第六章 涙とご褒美②
病院を出て、私は全速力で走った。
走らなきゃこの気持ちを抑え切れなかった。
(うう……ロイちゃんに気づかれたんだ……)
顔が見る見るうちに紅くなる。
「はぁはぁ……」
街の中央公園のベンチで息を整える。
ロイちゃんにキスのこと聞かれたときはなんとなく誤魔化しちゃったけど……
キスをしてしまったのは事実だ。
「うわぁ……どうしよう……」
顔がどうしてもニヤけてしまう。

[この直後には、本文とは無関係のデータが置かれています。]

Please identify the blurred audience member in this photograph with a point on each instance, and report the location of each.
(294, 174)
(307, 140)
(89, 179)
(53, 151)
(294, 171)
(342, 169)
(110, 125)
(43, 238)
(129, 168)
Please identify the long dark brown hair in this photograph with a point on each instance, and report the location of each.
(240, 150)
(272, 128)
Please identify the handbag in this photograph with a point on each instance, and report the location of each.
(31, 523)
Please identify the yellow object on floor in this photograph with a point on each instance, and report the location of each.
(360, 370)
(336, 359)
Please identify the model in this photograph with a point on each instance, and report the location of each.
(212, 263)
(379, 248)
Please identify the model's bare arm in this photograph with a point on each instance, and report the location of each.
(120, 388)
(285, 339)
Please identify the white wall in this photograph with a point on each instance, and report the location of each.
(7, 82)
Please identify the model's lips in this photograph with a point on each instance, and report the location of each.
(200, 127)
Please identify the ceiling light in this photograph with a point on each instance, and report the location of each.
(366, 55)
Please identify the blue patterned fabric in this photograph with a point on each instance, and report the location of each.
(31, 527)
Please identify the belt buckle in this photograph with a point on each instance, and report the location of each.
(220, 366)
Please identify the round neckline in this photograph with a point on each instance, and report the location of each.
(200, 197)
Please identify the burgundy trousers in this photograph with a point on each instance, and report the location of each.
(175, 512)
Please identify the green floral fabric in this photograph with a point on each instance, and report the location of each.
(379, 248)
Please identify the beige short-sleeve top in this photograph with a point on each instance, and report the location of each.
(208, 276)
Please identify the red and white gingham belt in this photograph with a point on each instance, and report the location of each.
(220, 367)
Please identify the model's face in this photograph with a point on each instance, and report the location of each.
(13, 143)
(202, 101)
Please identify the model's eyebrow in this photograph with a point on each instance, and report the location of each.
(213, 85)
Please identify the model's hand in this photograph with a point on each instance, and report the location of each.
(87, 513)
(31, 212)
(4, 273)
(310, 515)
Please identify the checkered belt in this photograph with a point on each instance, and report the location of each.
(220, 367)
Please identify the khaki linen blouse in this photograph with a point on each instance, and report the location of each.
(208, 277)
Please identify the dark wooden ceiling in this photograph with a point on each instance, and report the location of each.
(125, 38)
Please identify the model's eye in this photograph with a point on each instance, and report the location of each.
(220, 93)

でもそれ以上に不安がこみ上げていた。
自分の気持ちを伝えたらロイちゃんはどんな反応をしてくれるんだろう?
ロイちゃんに私はいっつも迷惑をかけている。
だからこそ拒否されるんじゃないか、と感じていた。
自分の気持ちを言い出せば、今の関係が崩れてしまう……
ただの幼馴染の関係……今で十分心地よいのだ。
これ以上の関係を望んでも、それは自分のワガママだと思った。
「はぁ……」
ため息しか出ない。この気持ちを誰かに相談したいけど……
「クーちゃんにでも……
う~ん。でもクーちゃんはロイちゃんの妹だし……
クライスちゃんは……」
ベンチに座り、あれこれ考える。
どんな魔法の参考書でもすぐに理解できるのに
自分のこの気持ちには答えが見つけられない……
「あ~。もう、やめやめっ!
クライスちゃんと、クーちゃん。呼んでこよう!」
そう言い聞かせ、私は公園を後にした。